The “desert cardinal” looks like a northern cardinal that has gone gray. Pyrrhuloxias are 8 ¾ inches in length. The male pyrrhuloxia is light gray overall with a red face and a red central stripe from the chin to the lower belly. A long crest is tipped in red. The stubby, conical bill is pale yellow (cardinal bills are red). Female is gray-brown overall with a pale face and patches of red in wings, tail, and tip of slender crest.
The pyrrhuloxia’s song is very cardinal-like but higher pitched, sweeter, and more drawn out in tempo. Their call is a metallic chink.
The pyrrhuloxia is a resident of brushy desert habitat such as mesquite thickets, thorn scrub, and streamside brush. Usually can be found in small flocks, which move to more open and wooded habitat in winter.
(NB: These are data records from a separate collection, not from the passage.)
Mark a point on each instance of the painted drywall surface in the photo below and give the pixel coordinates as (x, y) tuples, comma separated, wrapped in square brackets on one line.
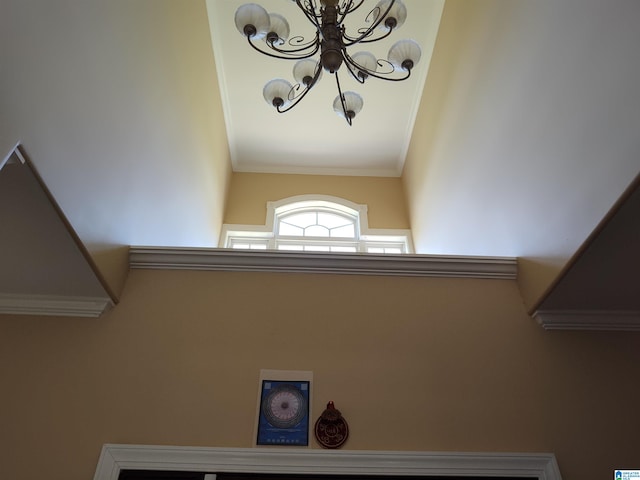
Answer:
[(413, 364), (250, 192), (527, 130), (117, 104)]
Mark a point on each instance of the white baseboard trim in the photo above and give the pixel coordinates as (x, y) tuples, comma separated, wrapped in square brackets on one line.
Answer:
[(114, 458), (53, 305), (295, 262), (588, 320)]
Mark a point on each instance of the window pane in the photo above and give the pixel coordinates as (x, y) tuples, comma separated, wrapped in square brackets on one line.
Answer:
[(316, 231), (290, 230), (317, 248), (347, 231), (291, 247), (302, 220), (344, 249), (331, 220)]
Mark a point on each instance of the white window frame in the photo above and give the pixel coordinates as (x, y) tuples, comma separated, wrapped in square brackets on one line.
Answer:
[(267, 235)]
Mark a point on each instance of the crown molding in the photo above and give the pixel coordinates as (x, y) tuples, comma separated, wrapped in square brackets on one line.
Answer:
[(53, 305), (220, 259), (588, 320), (541, 466)]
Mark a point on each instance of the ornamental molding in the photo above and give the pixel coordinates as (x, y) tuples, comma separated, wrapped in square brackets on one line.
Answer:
[(53, 305), (114, 458), (220, 259), (588, 320)]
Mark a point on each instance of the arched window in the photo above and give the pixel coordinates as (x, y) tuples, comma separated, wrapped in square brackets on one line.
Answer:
[(316, 223)]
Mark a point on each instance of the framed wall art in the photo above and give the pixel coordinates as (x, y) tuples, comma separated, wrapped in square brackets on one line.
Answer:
[(284, 408)]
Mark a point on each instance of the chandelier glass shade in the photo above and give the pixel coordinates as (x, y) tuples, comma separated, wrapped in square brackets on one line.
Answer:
[(328, 49)]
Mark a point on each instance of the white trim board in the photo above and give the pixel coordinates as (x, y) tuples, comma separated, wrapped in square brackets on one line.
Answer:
[(53, 305), (588, 320), (504, 268), (542, 466)]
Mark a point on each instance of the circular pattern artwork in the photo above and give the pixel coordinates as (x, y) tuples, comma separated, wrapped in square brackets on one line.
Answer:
[(284, 406)]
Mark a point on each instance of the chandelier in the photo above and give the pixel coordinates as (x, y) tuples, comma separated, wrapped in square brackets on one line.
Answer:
[(268, 33)]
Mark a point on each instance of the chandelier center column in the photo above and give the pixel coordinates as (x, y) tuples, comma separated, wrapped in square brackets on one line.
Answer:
[(331, 44)]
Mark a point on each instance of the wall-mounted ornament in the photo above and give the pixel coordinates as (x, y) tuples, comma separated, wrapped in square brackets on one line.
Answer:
[(331, 428)]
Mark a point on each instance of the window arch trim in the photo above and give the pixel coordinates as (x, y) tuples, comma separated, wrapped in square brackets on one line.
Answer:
[(264, 237)]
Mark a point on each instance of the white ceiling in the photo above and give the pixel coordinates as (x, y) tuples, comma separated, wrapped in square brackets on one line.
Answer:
[(526, 132), (311, 138)]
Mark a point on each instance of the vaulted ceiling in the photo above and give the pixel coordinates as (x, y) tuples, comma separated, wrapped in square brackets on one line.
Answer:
[(525, 135)]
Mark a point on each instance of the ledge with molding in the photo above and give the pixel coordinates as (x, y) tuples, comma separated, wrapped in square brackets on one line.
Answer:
[(221, 259)]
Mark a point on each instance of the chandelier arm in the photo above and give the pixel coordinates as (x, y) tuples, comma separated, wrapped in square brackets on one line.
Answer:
[(344, 106), (345, 9), (292, 54), (353, 67), (285, 57), (369, 30), (310, 13), (298, 98), (353, 40), (352, 8)]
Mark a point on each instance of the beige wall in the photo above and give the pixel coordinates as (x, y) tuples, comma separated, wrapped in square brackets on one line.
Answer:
[(413, 364), (250, 192)]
They are permanent residents in those types of habitats in the southwestern United States and northern Mexico.
The pyrrhuloxia appears to be an opportunistic feeder because it severely exploits abundant food supply. They happily forage on the ground and in vegetation for seeds, large insects, and fruits. Will visit backyard feeders at dusk and dawn but is sometimes displaced by male northern cardinals, curve-billed thrashers, and woodpeckers.
Nest is constructed by the female pyrrhuloxia. The nest is a compact, neat cup composed of materials such as thorny twigs, strips of bark, and coarse grass. Pyrrhuloxias lay about three eggs per brood and the female incubates for two weeks. Young pyrrhuloxias leave the nest long before growth is complete, and the fledgling period may last as long as one month before the young become fully independent and join feeding flocks.
One of the other folk names for the pyrrhuloxia is parrot-billed cardinal, for the bird’s stubby and curved yellow bill.